Tiefgründiger wurde es bei Matthias Zech, der sich im Dialekt selbst ermahnte: „Des derf man doch net emool denke“, also „Das darf man doch nicht einmal denken“. Man erfuhr von der 82-jährigen pflegebedürftigen Mutter und seinen Gedanken dazu, dass es besser für sie sei, zu sterben. Zumal nicht immer alles gut gewesen sei und sie undankbar. Ein Thema, dass niemanden kaltließ, ging es doch darum, dass auch alte Menschen und auch Eltern toxisch sein können. Wieder gelacht werden konnte bei Dirk Gollnick, der sich laut fragte, was denn „typisch deutsch“ sei.

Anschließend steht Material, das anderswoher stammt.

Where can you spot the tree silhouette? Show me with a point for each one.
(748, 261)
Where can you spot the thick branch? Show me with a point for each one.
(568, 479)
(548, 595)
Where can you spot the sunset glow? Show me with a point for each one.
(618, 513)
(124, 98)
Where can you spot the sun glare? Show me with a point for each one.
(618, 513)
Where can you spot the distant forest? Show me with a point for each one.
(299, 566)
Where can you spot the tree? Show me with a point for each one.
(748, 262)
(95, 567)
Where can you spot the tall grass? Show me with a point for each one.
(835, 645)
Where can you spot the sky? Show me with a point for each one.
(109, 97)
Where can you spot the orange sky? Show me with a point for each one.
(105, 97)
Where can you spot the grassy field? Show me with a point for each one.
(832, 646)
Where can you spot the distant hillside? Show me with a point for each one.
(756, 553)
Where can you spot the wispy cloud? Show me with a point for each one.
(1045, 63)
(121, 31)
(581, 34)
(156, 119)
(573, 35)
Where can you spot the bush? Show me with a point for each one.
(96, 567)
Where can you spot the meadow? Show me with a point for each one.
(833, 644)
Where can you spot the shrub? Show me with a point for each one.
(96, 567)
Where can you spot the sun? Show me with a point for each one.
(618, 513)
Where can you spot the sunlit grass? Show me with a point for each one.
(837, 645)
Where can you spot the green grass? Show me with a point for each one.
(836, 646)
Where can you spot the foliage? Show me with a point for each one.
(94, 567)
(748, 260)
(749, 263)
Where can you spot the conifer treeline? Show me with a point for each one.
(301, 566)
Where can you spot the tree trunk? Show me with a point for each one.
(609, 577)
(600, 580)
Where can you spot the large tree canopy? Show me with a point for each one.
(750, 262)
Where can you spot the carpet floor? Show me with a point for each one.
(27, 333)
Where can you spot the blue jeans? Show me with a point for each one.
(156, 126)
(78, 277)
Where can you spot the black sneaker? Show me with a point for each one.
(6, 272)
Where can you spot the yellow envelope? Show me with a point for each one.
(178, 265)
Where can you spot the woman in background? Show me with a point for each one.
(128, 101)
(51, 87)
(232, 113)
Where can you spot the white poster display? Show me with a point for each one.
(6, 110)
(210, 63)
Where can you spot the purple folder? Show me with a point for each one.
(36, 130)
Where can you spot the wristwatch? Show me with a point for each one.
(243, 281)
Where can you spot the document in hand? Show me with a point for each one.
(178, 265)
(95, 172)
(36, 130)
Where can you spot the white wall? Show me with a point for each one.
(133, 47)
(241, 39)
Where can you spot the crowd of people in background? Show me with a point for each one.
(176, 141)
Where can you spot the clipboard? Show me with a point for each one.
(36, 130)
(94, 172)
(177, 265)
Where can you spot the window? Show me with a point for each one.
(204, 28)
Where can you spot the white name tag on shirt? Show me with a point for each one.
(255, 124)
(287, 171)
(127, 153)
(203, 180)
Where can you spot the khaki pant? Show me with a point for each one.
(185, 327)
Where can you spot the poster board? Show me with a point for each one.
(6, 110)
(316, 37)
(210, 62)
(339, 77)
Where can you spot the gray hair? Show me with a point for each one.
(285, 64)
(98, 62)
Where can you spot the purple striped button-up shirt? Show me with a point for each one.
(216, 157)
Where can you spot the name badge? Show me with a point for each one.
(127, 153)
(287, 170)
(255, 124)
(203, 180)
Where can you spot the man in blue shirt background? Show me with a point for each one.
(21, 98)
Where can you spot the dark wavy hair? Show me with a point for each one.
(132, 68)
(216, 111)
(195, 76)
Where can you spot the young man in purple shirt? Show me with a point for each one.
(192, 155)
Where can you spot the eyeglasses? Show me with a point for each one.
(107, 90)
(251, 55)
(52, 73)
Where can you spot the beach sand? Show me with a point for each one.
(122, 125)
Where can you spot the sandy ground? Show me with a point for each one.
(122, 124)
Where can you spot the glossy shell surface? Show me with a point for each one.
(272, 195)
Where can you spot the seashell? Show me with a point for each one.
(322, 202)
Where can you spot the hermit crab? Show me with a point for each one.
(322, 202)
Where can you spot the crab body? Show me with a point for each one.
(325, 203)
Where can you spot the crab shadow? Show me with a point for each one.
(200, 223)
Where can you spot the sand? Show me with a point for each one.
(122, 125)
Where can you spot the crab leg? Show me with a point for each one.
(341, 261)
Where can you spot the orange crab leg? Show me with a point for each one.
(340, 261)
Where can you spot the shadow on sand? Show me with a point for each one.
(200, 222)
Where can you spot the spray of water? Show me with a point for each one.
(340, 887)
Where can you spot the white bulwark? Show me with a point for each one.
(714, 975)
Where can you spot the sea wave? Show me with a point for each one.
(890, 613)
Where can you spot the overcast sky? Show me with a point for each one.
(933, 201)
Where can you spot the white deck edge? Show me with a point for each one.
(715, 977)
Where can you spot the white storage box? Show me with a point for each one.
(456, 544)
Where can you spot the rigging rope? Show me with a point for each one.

Für einen pakistanischen Studienkollegen seines Sohnes seien dies Schokocroissants und Erdbeermilch. „Hoffentlich beschweren sich da keine Franzosen wegen kultureller Aneignung“, scherzte er. Emmanuel Eisenberger erzählte mit aberwitziger Wortakrobatik von dem wohl lustigsten missglückten Tankstellenüberfall der Welt, den er aus der Sicht eines Mitarbeiters schilderte.
Das Publikum klatschte Edith Brünnler und Eisenberger ins Finale, worauf die Kontrahenten noch einmal alles gaben. Brünnler legte weihnachtlich nach mit einem selbst gebauten Adventskranz, wieder gekonnt dialektal rappend, während Emmanuel von seinen Erlebnissen in einem Großstadtcafé der orientalischen Art und der Begegnung mit jungen Männern mit „überbordender Männlichkeit“ erzählte. Trotz Gewaltandrohung im schlimmsten City-Slang deutete er das Aufeinandertreffen falsch homoerotisch. Aber sein zuvor konsumiertes Sieben-Euro-Curry rettete ihn genau im richtigen Moment, indem es ihn auf dem Wege verließ, auf dem er es sich einverleibt hatte. Wieder gab es dabei Wortakrobatik vom Feinsten, sodass er sich mit leichtem Klatsch-Abstand als Gewinner durchsetzen konnte. So meinte Marlene Klaus auch zuvor zum Publikum: „Ich wollte jetzt nicht an eurer Stelle sein, entscheiden zu müssen.“
Eisenbergers Ehefrau meinte humorvoll auf die Frage, ob er Zuhause auch so sei: „Ja, ist er, es ist bei uns immer lustig. Sonst hätte ich ihn sicher nicht geheiratet.“ Besucherin Erika Zimmermann aus Karlsruhe verriet: „Das war mein erster Poetry-Slam und es wird sicher nicht mein letzter sein. Ich könnte mir durchaus vorstellen, selbst einmal teilzunehmen.“ Stadtbibliotheksleiterin Saskia Lindenbeck freute sich über den großen Erfolg der Veranstaltung und kommentierte: „Ich finde toll, wie vielseitig so ein Poetry-Slam ist und dass man damit auch jüngere Erwachsene anspricht – eine Gruppe, die weniger in einer Bibliothek anzutreffen ist.“ Dass es nächstes Jahr wieder einen PS gebe, sei daher sehr wahrscheinlich.